Emine Ayna'nın bunca yapılan saldırı, ölümler katliam ve soykırımları yapanlara karşı dediği en büyük intikamımız onların iktidarını düşürecek Türkiye'yi tekcil yapıdan kurtaracak halkların kardeşliği mücadelesini yükseltmektir. Kürt halkına yapılan saldırıların yüzde biri size yapılsa siz hala böyle düşünebilir ve bu empatiyi kurabilirmiydiniz.

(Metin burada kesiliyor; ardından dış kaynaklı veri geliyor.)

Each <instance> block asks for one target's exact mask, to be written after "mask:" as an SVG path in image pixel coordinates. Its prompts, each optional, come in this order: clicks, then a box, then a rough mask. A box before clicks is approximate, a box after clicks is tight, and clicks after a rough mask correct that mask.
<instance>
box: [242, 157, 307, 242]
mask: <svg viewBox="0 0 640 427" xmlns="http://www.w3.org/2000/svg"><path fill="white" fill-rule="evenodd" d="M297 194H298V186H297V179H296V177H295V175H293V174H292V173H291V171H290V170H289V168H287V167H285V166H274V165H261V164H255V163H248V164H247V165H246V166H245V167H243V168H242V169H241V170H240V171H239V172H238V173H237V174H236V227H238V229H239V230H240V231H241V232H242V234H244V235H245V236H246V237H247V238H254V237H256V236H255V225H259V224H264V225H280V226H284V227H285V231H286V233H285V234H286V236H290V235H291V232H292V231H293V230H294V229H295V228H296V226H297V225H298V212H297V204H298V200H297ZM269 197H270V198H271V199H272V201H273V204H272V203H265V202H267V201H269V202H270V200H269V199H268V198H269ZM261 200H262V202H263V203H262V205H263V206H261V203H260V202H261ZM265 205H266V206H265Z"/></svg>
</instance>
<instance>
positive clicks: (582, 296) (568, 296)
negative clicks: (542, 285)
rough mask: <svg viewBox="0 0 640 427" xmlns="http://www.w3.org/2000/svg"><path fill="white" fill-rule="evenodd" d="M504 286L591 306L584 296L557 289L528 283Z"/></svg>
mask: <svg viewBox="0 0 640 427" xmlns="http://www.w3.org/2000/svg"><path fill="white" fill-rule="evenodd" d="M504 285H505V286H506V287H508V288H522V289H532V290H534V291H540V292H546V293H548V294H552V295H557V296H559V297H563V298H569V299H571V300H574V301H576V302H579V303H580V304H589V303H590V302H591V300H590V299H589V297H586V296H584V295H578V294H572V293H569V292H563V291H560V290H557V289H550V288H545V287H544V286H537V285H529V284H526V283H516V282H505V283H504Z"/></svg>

Bu halk ve bu anlayış soykırımcı egemenlerimize karşı bizim en büyük şansımız ve boğazları yırtılıncaya kadar kardeşlik çağrısı yapan halk ile belki bu fırsatı kaçırısak bir daha ne zamaan yakalayacağımız belli olmayan bir zaman diliminde karar arifesindeyiz. Haziran'ın sıcağında sandığa giderken bir arada, kardeşçe, birbirimizi sömürmeden eşitçe yaşama ile kangrenleşmiş olan hastalığımız, önyargılarımız karşı karşıya olacaktır. Bu dediklerimi unutmadan hareket etmek gerekir, belki kırk ya da elli yılda gelebilecek bir yüzleşme şansı ile karşı karşıya olduğumuzun bilinci ile hepinizi selamlıyorum. Benim oyum Kardeşlikten, birlikte yaşamaktan ve sömürüsüz bir dünyadan yana olacak yani bir Karadeniz'li Rum olarak oyum HDP'ye olacak.